Imipramine Inhibits Adipogenic Differentiation in Both 3T3-L1 Preadipocytes and Mouse Marrow Stromal Cells

Imipramine (IM) has been widely used clinically for the treatment of mental disorders. Its actions on tissues or organs other than the nervous system also need to be understood for its proper clinical use. In this study, the effects of IM on adipogenic differentiation in both 3T3-L1 preadipocytes and mouse marrow stromal cells (MSCs) were investigated. The results showed that fewer adipocytic cells were developed from 3T3-L1 preadipocytes in the presence of 0.001 to 1 μmol/L of IM as compared to control. Similar inhibitory effect was also observed in mouse MSCs.
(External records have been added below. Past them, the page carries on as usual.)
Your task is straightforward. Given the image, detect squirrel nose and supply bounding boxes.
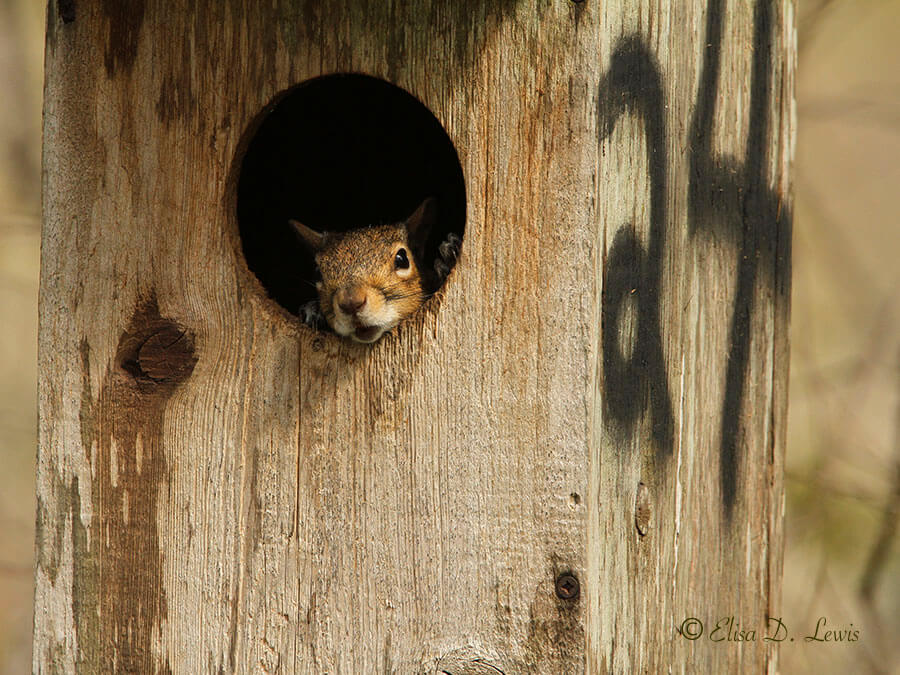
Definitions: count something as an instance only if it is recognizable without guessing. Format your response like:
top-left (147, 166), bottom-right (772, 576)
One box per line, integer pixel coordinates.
top-left (337, 286), bottom-right (366, 314)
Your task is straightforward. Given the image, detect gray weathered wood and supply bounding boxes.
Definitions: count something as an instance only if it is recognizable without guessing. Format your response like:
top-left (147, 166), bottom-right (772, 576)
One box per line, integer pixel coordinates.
top-left (34, 0), bottom-right (795, 673)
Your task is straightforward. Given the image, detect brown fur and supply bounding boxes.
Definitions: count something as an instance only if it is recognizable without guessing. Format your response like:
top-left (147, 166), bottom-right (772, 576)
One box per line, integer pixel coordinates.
top-left (291, 198), bottom-right (442, 342)
top-left (316, 223), bottom-right (424, 340)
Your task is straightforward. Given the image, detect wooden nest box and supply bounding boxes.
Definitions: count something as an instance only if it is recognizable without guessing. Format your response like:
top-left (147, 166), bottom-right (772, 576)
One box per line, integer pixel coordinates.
top-left (34, 0), bottom-right (795, 675)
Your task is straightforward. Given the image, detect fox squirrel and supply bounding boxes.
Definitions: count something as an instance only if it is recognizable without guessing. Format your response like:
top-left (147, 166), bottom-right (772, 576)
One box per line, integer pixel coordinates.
top-left (289, 197), bottom-right (462, 343)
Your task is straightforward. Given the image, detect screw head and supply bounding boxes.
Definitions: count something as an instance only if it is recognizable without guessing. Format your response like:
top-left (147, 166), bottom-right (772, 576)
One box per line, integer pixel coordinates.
top-left (556, 573), bottom-right (581, 600)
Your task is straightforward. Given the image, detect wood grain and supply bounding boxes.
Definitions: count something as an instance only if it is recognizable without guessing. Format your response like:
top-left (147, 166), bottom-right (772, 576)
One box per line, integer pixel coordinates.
top-left (34, 0), bottom-right (794, 674)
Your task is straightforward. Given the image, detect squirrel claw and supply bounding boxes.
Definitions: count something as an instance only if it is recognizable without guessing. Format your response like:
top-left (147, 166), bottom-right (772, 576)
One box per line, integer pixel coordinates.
top-left (297, 300), bottom-right (322, 328)
top-left (434, 232), bottom-right (462, 282)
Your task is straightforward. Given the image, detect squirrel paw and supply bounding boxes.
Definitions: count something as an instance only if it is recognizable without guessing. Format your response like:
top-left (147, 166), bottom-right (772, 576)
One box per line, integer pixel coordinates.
top-left (434, 232), bottom-right (462, 283)
top-left (297, 300), bottom-right (324, 328)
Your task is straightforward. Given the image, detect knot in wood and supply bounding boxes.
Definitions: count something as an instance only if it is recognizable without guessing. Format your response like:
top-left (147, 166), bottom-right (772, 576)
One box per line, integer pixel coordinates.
top-left (634, 483), bottom-right (652, 537)
top-left (556, 573), bottom-right (581, 600)
top-left (137, 321), bottom-right (197, 384)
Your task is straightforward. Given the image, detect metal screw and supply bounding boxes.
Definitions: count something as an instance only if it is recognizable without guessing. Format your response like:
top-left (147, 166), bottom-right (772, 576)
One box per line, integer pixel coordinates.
top-left (556, 573), bottom-right (581, 600)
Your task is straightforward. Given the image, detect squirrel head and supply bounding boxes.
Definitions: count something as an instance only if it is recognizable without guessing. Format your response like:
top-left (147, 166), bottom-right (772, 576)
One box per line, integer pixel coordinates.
top-left (290, 197), bottom-right (436, 342)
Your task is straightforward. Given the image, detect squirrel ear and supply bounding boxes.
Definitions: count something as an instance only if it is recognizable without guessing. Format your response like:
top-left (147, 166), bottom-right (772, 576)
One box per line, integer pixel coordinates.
top-left (288, 219), bottom-right (325, 253)
top-left (406, 197), bottom-right (437, 248)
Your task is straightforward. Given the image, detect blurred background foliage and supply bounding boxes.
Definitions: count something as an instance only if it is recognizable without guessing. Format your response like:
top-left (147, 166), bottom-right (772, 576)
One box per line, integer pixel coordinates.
top-left (0, 0), bottom-right (900, 674)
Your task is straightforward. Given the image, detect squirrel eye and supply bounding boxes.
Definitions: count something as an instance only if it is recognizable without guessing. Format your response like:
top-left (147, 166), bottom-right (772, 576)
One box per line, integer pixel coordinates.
top-left (394, 248), bottom-right (409, 270)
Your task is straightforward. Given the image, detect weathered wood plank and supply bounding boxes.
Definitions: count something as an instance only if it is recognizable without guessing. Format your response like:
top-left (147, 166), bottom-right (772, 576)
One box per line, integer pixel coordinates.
top-left (34, 0), bottom-right (793, 673)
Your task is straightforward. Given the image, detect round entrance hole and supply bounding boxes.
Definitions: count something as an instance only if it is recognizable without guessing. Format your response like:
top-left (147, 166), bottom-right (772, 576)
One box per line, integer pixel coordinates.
top-left (237, 74), bottom-right (466, 329)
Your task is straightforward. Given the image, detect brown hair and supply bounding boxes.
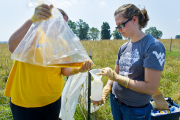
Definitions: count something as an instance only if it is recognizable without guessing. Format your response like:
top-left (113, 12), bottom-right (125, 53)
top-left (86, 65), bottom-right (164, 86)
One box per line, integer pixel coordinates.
top-left (114, 4), bottom-right (149, 29)
top-left (58, 8), bottom-right (69, 20)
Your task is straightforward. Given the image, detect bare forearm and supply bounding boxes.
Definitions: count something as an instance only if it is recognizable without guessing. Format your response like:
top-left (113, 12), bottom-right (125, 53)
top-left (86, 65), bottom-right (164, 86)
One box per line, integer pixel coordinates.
top-left (128, 80), bottom-right (158, 95)
top-left (8, 19), bottom-right (32, 53)
top-left (106, 80), bottom-right (113, 87)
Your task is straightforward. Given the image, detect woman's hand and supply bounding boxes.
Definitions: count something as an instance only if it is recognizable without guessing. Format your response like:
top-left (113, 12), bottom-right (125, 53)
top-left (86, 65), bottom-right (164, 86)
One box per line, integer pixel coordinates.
top-left (31, 4), bottom-right (53, 23)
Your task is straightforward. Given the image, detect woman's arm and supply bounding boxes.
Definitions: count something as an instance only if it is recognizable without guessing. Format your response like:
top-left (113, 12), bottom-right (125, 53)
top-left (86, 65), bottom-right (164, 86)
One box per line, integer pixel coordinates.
top-left (106, 65), bottom-right (119, 87)
top-left (128, 68), bottom-right (162, 95)
top-left (8, 19), bottom-right (32, 53)
top-left (61, 68), bottom-right (74, 76)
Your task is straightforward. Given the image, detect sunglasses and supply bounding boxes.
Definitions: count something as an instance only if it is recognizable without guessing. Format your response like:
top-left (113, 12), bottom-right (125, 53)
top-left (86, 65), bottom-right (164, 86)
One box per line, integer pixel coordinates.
top-left (116, 17), bottom-right (133, 30)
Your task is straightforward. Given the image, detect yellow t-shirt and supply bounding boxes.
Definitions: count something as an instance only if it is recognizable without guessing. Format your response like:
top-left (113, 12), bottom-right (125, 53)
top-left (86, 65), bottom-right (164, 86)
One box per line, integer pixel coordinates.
top-left (4, 61), bottom-right (63, 108)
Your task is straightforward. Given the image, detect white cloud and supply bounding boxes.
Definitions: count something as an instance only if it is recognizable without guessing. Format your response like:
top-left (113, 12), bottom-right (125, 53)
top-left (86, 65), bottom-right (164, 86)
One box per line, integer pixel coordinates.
top-left (51, 0), bottom-right (78, 8)
top-left (99, 1), bottom-right (106, 6)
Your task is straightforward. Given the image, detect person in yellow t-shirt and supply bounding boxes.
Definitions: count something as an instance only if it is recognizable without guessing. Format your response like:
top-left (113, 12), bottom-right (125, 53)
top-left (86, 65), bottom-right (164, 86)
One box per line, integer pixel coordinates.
top-left (4, 4), bottom-right (92, 120)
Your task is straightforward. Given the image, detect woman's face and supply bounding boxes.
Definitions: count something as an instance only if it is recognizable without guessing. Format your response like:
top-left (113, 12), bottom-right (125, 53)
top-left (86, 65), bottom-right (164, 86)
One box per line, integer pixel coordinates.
top-left (63, 15), bottom-right (68, 22)
top-left (115, 13), bottom-right (133, 38)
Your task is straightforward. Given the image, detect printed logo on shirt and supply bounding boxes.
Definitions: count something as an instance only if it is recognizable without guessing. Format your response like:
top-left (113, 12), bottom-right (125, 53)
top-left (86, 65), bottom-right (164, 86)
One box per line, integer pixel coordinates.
top-left (153, 51), bottom-right (165, 66)
top-left (119, 49), bottom-right (140, 76)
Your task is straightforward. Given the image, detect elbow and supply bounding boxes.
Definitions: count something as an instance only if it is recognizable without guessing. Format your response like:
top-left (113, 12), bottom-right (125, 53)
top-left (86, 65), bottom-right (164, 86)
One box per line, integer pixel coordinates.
top-left (147, 89), bottom-right (156, 95)
top-left (8, 40), bottom-right (14, 53)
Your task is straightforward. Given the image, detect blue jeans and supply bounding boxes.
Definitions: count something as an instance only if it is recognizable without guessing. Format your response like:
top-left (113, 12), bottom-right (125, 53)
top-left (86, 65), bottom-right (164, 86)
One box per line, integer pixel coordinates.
top-left (10, 98), bottom-right (61, 120)
top-left (110, 93), bottom-right (152, 120)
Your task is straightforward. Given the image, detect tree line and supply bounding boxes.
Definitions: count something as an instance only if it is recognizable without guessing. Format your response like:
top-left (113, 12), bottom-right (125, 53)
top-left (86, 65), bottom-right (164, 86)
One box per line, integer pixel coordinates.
top-left (68, 19), bottom-right (167, 41)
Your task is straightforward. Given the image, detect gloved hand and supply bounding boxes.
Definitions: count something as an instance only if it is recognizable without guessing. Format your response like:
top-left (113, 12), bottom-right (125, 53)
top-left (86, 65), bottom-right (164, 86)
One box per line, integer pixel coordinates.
top-left (152, 90), bottom-right (169, 110)
top-left (71, 60), bottom-right (92, 74)
top-left (31, 4), bottom-right (53, 23)
top-left (91, 85), bottom-right (112, 105)
top-left (97, 67), bottom-right (130, 88)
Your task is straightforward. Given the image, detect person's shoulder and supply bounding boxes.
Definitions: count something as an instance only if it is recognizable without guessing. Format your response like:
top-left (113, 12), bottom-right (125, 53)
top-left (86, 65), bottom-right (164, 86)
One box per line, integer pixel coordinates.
top-left (120, 40), bottom-right (130, 48)
top-left (146, 35), bottom-right (163, 46)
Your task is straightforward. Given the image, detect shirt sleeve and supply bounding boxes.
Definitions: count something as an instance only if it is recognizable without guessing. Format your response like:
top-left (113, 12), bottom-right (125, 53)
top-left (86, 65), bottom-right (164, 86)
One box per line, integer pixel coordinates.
top-left (143, 42), bottom-right (165, 71)
top-left (116, 47), bottom-right (121, 65)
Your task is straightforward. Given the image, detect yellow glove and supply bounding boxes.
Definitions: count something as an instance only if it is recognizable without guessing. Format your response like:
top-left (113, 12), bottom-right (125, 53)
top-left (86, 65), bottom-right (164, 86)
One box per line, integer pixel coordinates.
top-left (91, 85), bottom-right (112, 105)
top-left (71, 60), bottom-right (92, 74)
top-left (152, 90), bottom-right (169, 110)
top-left (97, 67), bottom-right (130, 88)
top-left (31, 4), bottom-right (53, 23)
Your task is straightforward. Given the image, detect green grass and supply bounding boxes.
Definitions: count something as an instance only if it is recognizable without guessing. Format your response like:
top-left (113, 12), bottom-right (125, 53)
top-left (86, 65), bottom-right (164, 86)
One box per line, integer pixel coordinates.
top-left (0, 39), bottom-right (180, 120)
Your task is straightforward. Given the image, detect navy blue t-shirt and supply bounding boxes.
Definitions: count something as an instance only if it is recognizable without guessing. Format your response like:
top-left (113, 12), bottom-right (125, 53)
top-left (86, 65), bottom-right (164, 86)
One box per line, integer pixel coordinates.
top-left (112, 35), bottom-right (165, 106)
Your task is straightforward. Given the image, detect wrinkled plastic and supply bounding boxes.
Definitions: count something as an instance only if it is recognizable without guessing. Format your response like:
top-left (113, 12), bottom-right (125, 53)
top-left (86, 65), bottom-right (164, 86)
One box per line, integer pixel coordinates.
top-left (59, 72), bottom-right (103, 120)
top-left (89, 69), bottom-right (103, 102)
top-left (11, 0), bottom-right (90, 68)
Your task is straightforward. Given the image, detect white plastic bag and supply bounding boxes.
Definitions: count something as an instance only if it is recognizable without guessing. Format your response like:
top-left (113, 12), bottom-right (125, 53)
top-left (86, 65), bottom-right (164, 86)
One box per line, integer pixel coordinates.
top-left (11, 0), bottom-right (90, 68)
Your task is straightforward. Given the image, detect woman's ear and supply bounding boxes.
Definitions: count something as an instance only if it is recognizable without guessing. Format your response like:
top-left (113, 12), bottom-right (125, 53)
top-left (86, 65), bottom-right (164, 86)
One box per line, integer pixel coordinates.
top-left (132, 16), bottom-right (138, 25)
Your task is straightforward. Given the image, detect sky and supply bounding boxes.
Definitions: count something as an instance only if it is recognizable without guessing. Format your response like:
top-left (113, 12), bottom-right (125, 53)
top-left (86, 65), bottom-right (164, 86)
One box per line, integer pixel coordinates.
top-left (0, 0), bottom-right (180, 41)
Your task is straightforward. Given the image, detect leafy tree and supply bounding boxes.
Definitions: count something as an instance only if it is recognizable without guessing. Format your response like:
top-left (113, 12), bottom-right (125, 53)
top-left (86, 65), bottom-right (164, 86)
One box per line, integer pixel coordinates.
top-left (68, 20), bottom-right (77, 34)
top-left (101, 22), bottom-right (111, 39)
top-left (112, 29), bottom-right (122, 39)
top-left (145, 27), bottom-right (163, 39)
top-left (175, 35), bottom-right (180, 39)
top-left (76, 19), bottom-right (90, 40)
top-left (89, 27), bottom-right (100, 40)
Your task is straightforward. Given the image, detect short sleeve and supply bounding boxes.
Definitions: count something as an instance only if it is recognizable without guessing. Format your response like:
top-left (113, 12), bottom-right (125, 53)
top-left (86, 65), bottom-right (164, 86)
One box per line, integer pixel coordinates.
top-left (143, 41), bottom-right (165, 71)
top-left (116, 48), bottom-right (121, 65)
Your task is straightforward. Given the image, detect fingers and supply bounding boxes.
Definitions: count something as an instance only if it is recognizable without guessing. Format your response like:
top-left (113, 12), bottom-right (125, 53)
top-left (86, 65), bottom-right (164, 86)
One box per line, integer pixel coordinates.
top-left (80, 60), bottom-right (92, 72)
top-left (32, 4), bottom-right (53, 22)
top-left (91, 99), bottom-right (105, 106)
The decrease in the formation of adipocytes was accompanied with significant down-regulation at mRNA expression of the early adipogenic transcription factor, peroxisome proliferator-activated receptor γ2 (PPARγ2). Western blot analysis further revealed that the protein expression of PPARγ2 was reduced markedly in cells treated with IM at concentrations of 0.01, 0.1 and 1 μmol/L, suggesting that the suppression on PPARγ2 was involved in IM's inhibition on MSCs adipogenesis. Moreover, IM at the above concentrations could stimulate the mRNA expression of β2-adrenergic receptor (AR) and β3-AR, which implicated that the effect of IM on adipogenic differentiation was partially mediated by β-ARs. Our results demonstrated for the first time that the conventional antidepressive imipramine exerts accompanied inhibitory effect on adipocyte formation, which may have possible clinical implications.